Jonathan Ryan Storm: “Mother of Nature”

December 11th, 2015 – January 10th, 2016 “Mother of Nature” …

December 11th, 2015 – January 10th, 2016

“Mother of Nature”

A solo show featuring new sculptures and paintings drawings and collages by  Jonathan Ryan Storm

Cardoza Fine Art 1320 Nance 77002

December 11th – January 10th

Opening December 11th, 7pm – 10pm

Cardoza Fine Art is pleased to present Mother of Nature, a solo exhibition of Houston-based artist Jonathan Ryan Storm. Storm’s paintings, drawings, and collages give voice to a poetic language of wandering lines, emblem-like shapes, and bold fields of color. His combined interests in the interaction and perception of color as well as the signifying potential of shape and line culminate in a visual art that teeters at the edge of representation and abstraction. In the tradition of Paul Klee, Storm’s paintings abound with shapes that seem to serve as obtuse ideograms: fusing sign and image into an emblematic but necessarily abstract and suggestive hybrid. 

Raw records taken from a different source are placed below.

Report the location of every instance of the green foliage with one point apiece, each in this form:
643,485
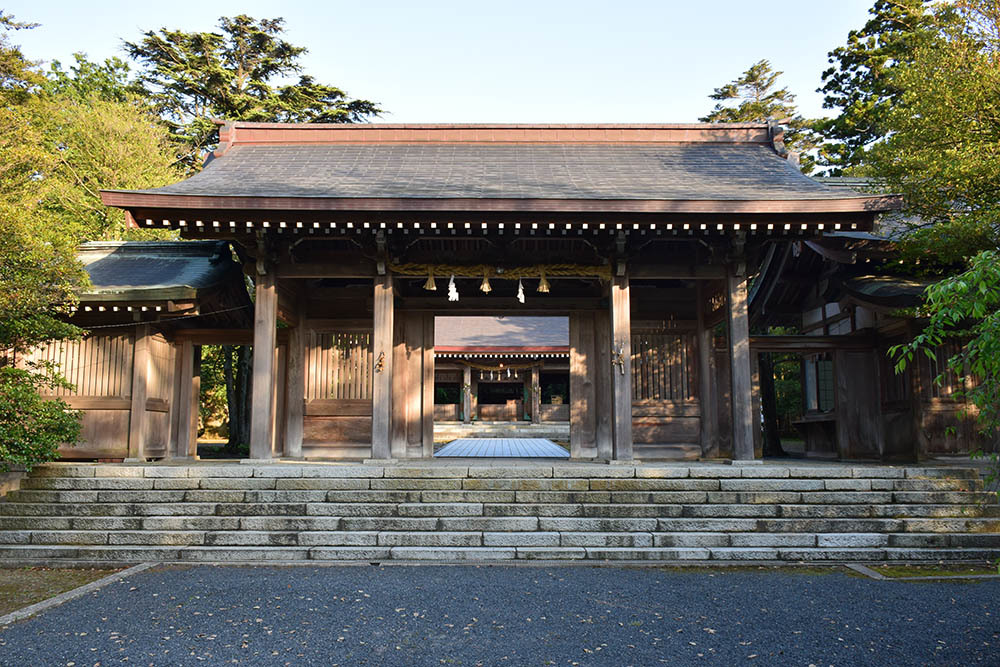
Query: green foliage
943,150
31,428
860,83
965,309
234,74
754,98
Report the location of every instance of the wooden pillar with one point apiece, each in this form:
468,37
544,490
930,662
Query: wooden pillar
467,394
707,391
383,353
295,393
264,336
536,395
621,383
740,371
137,417
427,402
582,403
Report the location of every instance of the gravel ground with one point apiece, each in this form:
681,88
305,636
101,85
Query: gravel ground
512,615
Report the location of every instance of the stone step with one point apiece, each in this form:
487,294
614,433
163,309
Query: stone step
135,553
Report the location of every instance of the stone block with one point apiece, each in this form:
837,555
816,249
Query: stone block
705,525
439,509
691,539
820,471
453,553
662,472
158,471
260,509
429,539
176,483
831,554
119,471
320,483
388,523
654,553
501,471
773,540
347,553
489,524
623,511
215,496
323,538
240,483
598,525
251,538
593,471
244,554
69,537
631,540
713,471
466,496
156,538
881,472
543,509
106,523
521,539
290,523
190,523
343,471
427,472
410,484
363,496
551,553
852,540
140,496
848,484
744,553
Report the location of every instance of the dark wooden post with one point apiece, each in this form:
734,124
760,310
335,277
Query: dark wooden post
740,370
707,397
621,383
382,354
264,337
137,417
536,395
467,394
295,392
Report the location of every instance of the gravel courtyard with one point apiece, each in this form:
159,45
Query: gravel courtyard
439,615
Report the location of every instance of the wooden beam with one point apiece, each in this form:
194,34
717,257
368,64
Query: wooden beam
467,394
382,388
137,415
621,383
811,343
707,390
264,339
676,271
295,393
739,367
427,403
536,395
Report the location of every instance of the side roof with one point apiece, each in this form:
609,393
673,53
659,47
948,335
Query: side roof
154,270
669,168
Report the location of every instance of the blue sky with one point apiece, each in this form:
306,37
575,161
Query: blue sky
515,61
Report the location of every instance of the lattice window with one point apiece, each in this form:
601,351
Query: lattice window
662,367
339,365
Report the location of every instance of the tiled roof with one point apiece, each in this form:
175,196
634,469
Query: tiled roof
128,270
641,171
480,332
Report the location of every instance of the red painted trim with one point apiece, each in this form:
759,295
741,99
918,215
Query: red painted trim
872,204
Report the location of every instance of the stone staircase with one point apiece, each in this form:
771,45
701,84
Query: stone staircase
87,513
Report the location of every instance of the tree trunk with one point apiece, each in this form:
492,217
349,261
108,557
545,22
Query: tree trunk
769,407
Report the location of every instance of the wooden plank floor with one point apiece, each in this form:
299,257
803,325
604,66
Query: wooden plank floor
503,448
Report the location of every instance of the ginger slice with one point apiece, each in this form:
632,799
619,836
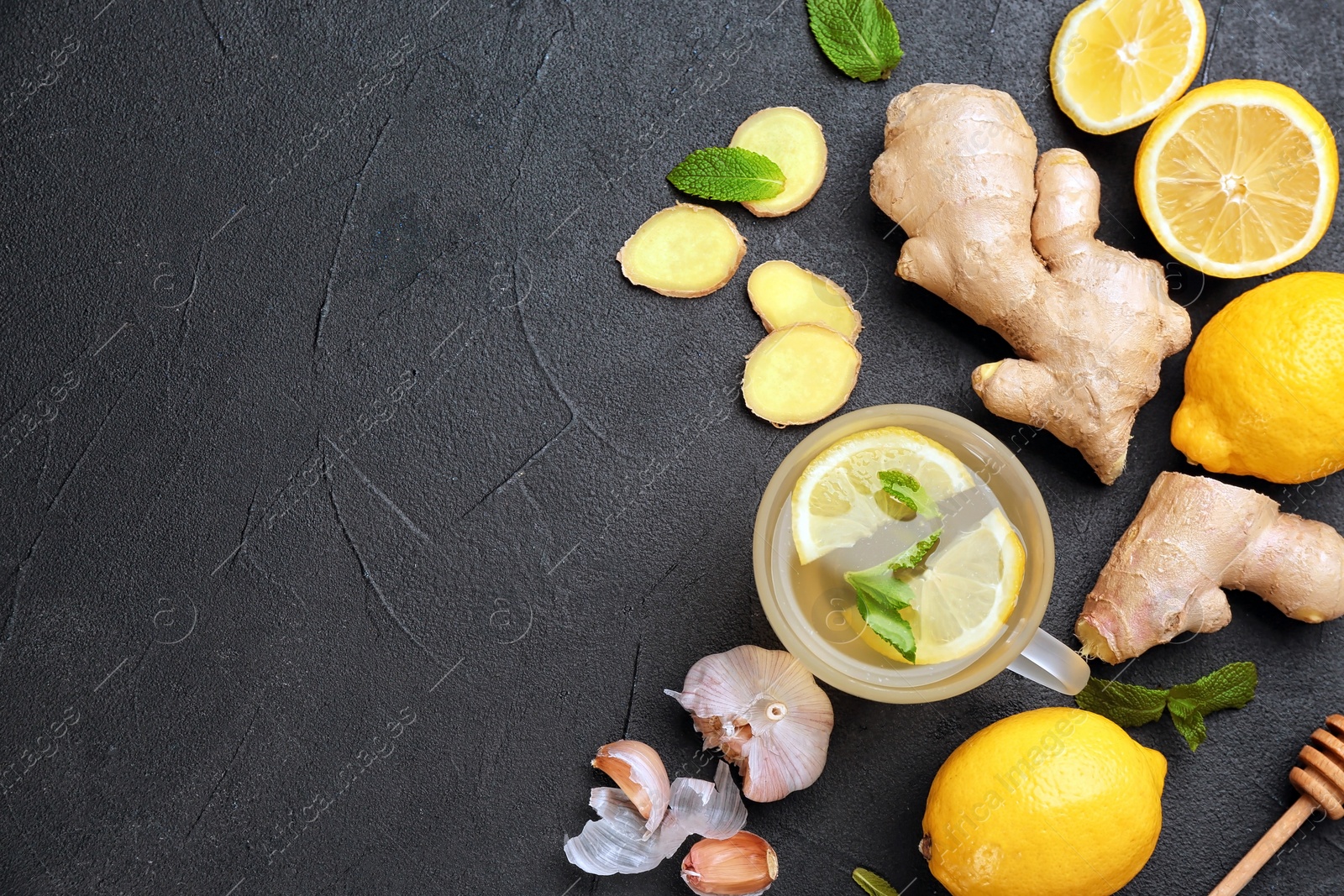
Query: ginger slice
685,251
1193,537
800,374
1010,241
784,293
793,140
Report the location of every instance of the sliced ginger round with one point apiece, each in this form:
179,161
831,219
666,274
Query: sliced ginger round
800,374
685,251
784,293
793,140
1238,177
1117,63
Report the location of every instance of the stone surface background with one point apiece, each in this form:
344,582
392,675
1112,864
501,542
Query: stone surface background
351,499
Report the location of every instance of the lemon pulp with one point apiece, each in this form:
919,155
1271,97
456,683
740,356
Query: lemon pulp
1238,179
1117,63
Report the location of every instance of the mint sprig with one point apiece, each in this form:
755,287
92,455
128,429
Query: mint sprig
905,488
859,36
880,595
1129,705
873,884
727,174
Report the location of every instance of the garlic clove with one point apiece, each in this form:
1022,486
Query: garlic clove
741,866
638,772
712,810
618,842
764,710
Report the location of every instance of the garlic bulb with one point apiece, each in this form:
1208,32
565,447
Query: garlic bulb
638,773
741,866
622,842
765,712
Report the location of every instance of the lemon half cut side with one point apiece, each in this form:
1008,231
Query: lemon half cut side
1238,179
1117,63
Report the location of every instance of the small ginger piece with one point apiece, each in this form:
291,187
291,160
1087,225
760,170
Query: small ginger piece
800,374
1193,537
685,251
793,140
784,293
1010,241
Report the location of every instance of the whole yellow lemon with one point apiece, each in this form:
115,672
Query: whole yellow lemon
1265,383
1050,802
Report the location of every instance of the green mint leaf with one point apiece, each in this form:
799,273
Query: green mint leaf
891,627
859,36
1189,721
1227,688
873,884
727,174
1128,705
905,488
916,555
880,598
880,587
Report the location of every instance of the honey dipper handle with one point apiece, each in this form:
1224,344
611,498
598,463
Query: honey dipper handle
1268,846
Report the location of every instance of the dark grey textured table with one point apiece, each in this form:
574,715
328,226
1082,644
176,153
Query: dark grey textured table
335,441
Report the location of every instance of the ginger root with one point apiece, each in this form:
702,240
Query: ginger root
1193,537
800,374
784,293
790,139
685,251
1018,254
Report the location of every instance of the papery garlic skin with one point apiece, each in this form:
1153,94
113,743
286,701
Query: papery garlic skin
768,715
622,842
618,842
741,866
638,768
711,810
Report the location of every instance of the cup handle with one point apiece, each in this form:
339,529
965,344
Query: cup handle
1048,663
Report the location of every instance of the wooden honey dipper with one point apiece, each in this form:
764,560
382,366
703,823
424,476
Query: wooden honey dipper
1321,785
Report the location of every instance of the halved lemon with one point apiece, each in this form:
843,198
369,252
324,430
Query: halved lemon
964,595
1117,63
1238,177
839,499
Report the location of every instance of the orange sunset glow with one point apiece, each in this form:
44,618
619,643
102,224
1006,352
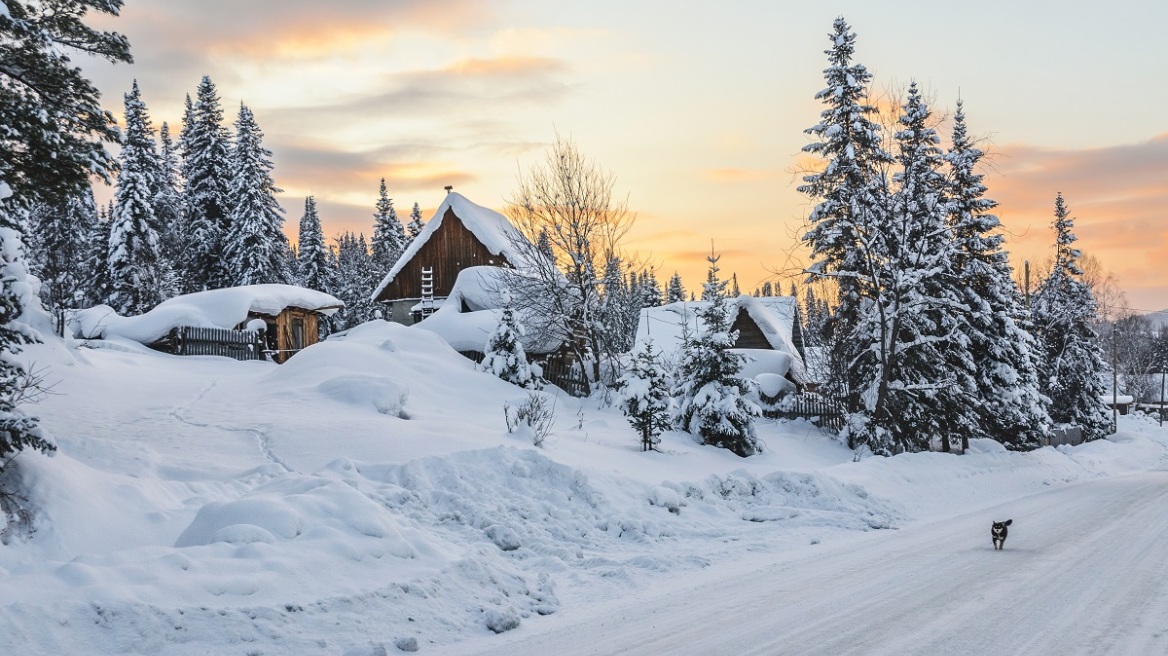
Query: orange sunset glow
699,110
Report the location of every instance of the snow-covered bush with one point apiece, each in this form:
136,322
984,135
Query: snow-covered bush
534,417
710,392
645,396
503,354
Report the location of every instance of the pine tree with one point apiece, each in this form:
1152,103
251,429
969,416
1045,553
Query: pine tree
168,210
675,292
415,225
503,354
388,234
62,238
97,259
138,273
54,128
312,257
1071,368
645,396
917,370
1013,411
711,397
255,250
206,156
850,192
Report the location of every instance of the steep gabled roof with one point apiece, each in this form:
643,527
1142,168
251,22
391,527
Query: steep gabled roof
773,315
214,308
480,290
488,227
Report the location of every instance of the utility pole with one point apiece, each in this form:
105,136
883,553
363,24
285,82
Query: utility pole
1114,379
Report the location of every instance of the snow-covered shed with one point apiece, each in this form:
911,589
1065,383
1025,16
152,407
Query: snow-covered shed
472,311
769,333
289,316
459,236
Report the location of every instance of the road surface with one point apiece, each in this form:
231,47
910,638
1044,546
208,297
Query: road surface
1084,571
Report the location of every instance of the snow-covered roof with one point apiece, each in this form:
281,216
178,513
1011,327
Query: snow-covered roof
487,225
480,288
214,308
774,316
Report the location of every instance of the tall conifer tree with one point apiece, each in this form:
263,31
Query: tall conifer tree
206,156
1072,364
850,190
255,250
1012,409
388,234
138,272
312,256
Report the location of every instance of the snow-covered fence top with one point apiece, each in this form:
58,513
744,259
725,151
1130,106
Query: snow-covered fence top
491,228
214,308
774,316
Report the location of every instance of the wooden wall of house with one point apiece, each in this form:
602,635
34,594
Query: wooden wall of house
449,250
750,335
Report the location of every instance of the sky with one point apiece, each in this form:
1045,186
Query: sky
697,111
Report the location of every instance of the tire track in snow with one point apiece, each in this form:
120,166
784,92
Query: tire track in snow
263,441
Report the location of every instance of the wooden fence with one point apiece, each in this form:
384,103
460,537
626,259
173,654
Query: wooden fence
1070,435
561,371
820,411
238,344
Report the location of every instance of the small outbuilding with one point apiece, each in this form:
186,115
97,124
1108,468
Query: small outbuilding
248,322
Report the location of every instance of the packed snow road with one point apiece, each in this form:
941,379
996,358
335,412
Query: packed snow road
1084,571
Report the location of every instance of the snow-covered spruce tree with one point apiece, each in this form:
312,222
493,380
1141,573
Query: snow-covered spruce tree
414,228
168,209
1012,409
206,167
645,396
503,354
18,430
97,260
1071,368
674,292
570,200
312,258
710,396
388,234
138,272
354,281
255,251
53,128
916,369
62,232
649,288
850,190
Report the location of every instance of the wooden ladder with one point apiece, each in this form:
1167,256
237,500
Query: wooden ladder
428,291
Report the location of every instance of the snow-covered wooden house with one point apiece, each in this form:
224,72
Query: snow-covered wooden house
459,236
471,313
769,335
248,322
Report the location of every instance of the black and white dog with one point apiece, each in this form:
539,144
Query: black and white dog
998,532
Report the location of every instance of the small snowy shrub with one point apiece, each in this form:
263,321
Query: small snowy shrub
645,397
533,417
503,355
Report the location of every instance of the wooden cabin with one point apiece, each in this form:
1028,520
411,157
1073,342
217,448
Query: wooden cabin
769,333
249,322
460,235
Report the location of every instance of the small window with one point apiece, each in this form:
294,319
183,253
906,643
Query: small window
297,334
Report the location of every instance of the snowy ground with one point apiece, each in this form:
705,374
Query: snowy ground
367,497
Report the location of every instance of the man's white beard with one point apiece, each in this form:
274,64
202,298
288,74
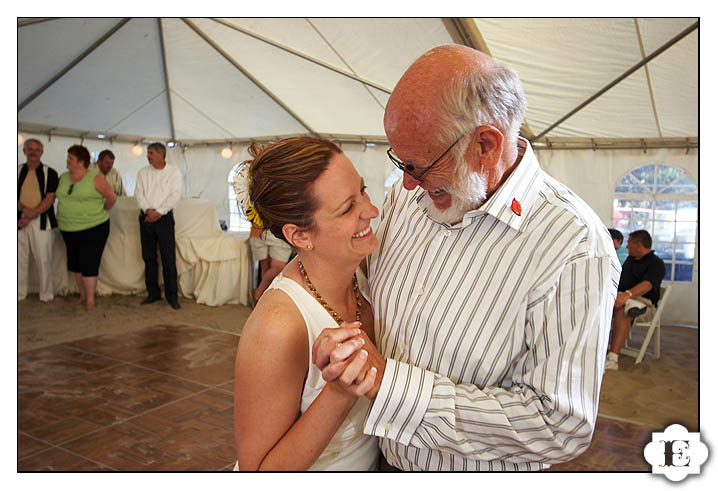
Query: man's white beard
468,193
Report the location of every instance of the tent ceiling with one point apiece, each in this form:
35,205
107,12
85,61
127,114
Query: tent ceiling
212,80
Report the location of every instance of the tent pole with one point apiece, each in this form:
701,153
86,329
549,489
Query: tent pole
628,72
648,79
29,22
72,64
247,74
167,78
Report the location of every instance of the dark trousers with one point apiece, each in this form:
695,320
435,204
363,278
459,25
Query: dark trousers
162,233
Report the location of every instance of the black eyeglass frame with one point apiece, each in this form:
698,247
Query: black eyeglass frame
405,168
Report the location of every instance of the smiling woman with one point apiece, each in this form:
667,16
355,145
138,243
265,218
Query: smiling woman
84,200
307,193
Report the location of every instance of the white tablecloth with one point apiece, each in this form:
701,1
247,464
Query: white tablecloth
212,266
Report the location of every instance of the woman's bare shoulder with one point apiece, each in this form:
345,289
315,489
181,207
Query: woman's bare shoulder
275,322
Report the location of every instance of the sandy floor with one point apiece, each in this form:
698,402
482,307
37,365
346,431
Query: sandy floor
42,325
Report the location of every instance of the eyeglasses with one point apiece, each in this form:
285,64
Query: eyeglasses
409,168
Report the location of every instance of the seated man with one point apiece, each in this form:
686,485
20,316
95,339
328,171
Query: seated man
272,254
638,290
617,238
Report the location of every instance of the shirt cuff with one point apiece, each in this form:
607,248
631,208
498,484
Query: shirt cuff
401,403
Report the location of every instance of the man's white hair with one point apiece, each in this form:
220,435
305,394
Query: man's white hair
474,98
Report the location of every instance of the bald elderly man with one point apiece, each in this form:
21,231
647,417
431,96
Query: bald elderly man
492,286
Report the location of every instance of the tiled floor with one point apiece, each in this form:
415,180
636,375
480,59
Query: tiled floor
161,399
155,399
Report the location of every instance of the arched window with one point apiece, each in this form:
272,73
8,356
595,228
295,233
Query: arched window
663,200
237,222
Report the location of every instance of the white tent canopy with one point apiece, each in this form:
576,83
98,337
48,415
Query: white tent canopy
200,80
604,95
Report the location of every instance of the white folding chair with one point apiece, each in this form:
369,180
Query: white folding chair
654,331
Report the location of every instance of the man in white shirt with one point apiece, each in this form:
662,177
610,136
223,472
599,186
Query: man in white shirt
104,165
158,190
492,287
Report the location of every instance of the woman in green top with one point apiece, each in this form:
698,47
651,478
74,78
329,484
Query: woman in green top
84,200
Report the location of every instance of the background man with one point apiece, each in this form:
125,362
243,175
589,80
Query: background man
638,290
104,165
617,238
158,190
492,286
36,186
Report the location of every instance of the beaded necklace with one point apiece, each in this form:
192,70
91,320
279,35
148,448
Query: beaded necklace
323,302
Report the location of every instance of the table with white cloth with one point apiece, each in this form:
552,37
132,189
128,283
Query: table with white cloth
213,266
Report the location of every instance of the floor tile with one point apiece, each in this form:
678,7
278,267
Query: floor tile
62,361
208,359
192,434
66,408
56,459
136,345
616,446
27,446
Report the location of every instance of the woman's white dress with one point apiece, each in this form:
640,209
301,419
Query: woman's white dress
350,449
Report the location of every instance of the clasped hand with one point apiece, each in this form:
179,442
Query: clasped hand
346,356
152,215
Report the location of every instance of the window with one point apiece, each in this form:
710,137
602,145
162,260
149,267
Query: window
663,200
237,222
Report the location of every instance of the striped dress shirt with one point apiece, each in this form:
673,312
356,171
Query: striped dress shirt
494,330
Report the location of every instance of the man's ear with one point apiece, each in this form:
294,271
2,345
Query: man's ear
296,236
485,148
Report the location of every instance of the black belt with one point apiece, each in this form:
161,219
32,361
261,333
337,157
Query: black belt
384,466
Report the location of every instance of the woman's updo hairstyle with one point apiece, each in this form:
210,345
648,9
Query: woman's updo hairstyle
282,175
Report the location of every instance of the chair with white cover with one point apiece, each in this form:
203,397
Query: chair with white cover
654,331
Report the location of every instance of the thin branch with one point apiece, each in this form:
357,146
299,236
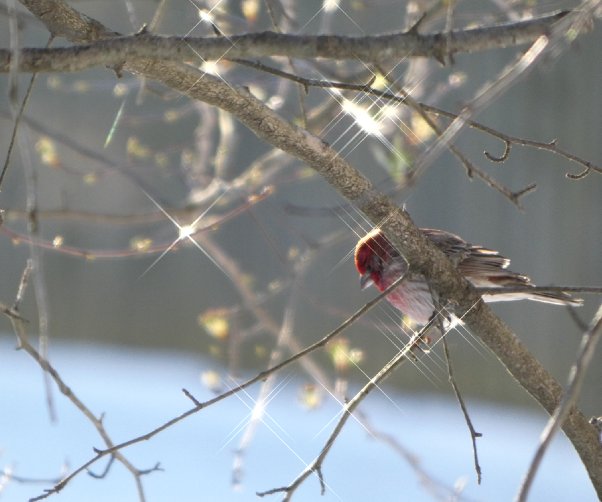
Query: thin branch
114,449
315,467
424,257
18,115
576,376
48,369
473,433
402,97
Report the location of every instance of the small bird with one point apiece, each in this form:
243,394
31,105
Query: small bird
380,264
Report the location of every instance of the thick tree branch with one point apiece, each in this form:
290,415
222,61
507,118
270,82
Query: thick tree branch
423,257
113,51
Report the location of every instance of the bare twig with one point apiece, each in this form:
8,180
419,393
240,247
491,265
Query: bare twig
315,467
114,51
473,433
576,376
48,369
114,449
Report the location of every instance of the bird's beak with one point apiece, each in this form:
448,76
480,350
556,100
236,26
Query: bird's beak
366,281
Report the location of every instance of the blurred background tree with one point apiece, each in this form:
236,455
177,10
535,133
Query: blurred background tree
159,221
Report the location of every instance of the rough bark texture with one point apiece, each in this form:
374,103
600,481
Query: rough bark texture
423,257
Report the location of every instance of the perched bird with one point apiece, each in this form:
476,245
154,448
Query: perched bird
380,264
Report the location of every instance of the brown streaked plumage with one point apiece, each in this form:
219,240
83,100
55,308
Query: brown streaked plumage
379,263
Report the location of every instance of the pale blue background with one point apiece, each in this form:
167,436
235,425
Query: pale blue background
139,390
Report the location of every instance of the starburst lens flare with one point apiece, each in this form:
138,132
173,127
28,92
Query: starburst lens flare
362,118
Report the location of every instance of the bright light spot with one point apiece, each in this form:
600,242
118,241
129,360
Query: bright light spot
206,16
330,5
210,67
185,231
362,118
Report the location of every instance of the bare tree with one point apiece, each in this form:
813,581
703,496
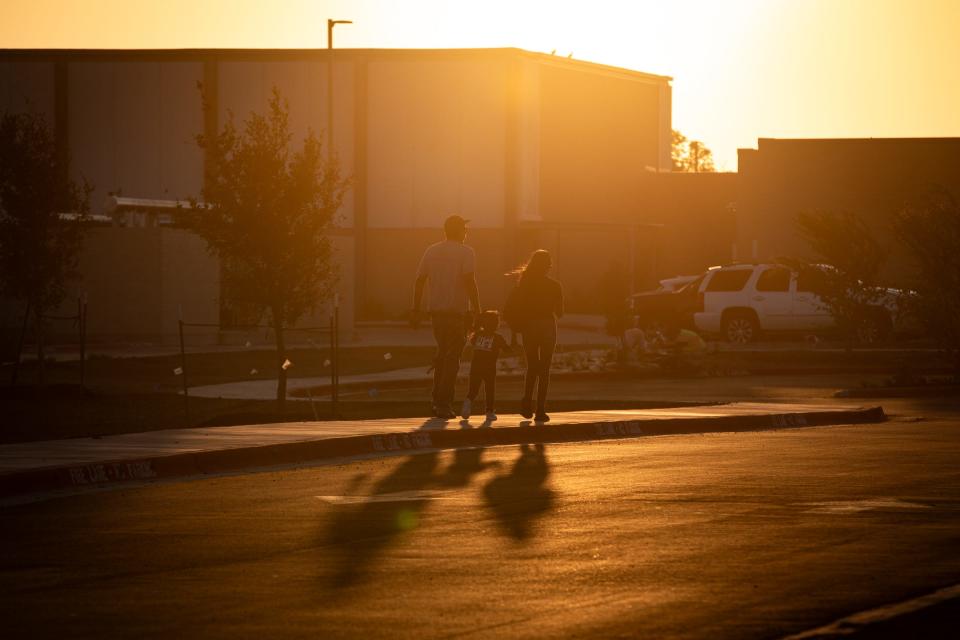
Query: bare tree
847,277
265,211
930,230
41,215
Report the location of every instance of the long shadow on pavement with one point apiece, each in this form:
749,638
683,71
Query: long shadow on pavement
519,497
360,533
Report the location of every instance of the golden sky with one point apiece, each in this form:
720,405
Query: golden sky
742,69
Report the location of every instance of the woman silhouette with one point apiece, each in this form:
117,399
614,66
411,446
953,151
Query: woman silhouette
541,299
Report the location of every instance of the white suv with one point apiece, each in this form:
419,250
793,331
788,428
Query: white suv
740,301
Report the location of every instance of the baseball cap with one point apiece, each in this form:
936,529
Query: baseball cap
455,222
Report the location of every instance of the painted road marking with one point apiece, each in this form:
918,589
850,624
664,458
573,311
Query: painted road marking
399,496
858,621
857,506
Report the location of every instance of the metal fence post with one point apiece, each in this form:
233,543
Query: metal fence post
23,337
82,314
183,372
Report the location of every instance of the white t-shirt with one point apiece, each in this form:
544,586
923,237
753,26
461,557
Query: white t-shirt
445,263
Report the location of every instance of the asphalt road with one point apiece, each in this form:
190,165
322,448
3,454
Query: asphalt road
749,535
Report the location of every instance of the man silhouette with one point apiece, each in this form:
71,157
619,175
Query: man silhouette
449,267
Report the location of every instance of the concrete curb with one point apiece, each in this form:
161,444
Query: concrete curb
219,461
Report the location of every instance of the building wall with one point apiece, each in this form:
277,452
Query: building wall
136,281
132,128
599,133
502,137
246,84
871,177
436,141
28,86
394,257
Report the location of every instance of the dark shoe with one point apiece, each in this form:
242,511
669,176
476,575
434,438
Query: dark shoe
444,413
526,410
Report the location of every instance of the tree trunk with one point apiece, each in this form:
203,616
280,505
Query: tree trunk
41,356
23,335
281,358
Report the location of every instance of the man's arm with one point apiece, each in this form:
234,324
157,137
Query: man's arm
417,297
473,293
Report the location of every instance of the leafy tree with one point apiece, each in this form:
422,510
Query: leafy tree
264,212
930,230
39,247
847,284
691,156
678,150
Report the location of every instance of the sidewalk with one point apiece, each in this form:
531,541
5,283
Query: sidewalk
34,467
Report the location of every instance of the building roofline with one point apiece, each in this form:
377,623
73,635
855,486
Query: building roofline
856,140
59,55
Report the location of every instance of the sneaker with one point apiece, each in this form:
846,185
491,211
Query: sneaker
525,409
444,413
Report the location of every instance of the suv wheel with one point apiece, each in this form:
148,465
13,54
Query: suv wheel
740,328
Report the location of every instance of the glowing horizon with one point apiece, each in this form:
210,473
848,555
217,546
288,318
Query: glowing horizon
742,69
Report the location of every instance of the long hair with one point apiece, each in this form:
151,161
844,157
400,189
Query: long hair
536,267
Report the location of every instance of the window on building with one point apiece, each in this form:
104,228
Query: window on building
729,280
774,280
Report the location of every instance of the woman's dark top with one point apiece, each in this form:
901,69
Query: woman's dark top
542,298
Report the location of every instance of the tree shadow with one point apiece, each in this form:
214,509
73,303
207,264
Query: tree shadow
358,533
466,463
520,496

With Mother of Nature, Storm presents a new body of work consisting of hand-sewn flags and oil and acrylic paintings. The flags, hung vertically, exhibit horizontal bands of color, each separated by a thin strip of white fabric. Like all flags, Storm’s are symbols of an abstract and even utopic idea, but in this case the central abstraction to which these flags are bound is the experience of color itself. Storm has separated the colors in the flags with white in response to his own color blindness – a condition in which color interactions, primarily between green and red, become highly confused. These flags associate sets of color intuitively, arranging color like the musical notes of a chord, while nonetheless offering the viewer clarity of perception for each isolated hue.     

Storm’s paintings feature bold and often spare compositions but also welcome recognizable motifs such as targets and keyholes, which are subtly abstracted through scale and context. Each of these images has the visual impact of an advertising graphic, street sign, or perhaps most appropriately a Theosophical thought-form. However, the seeming candor of these images is quickly eclipsed by the enigmas of shape and color that are Storm’s true interest. Storm’s careful balancing act between formal rigor and deeply intuitive and automatic image-making lends itself to an art whose focus is an ecstatic revelation of mystery.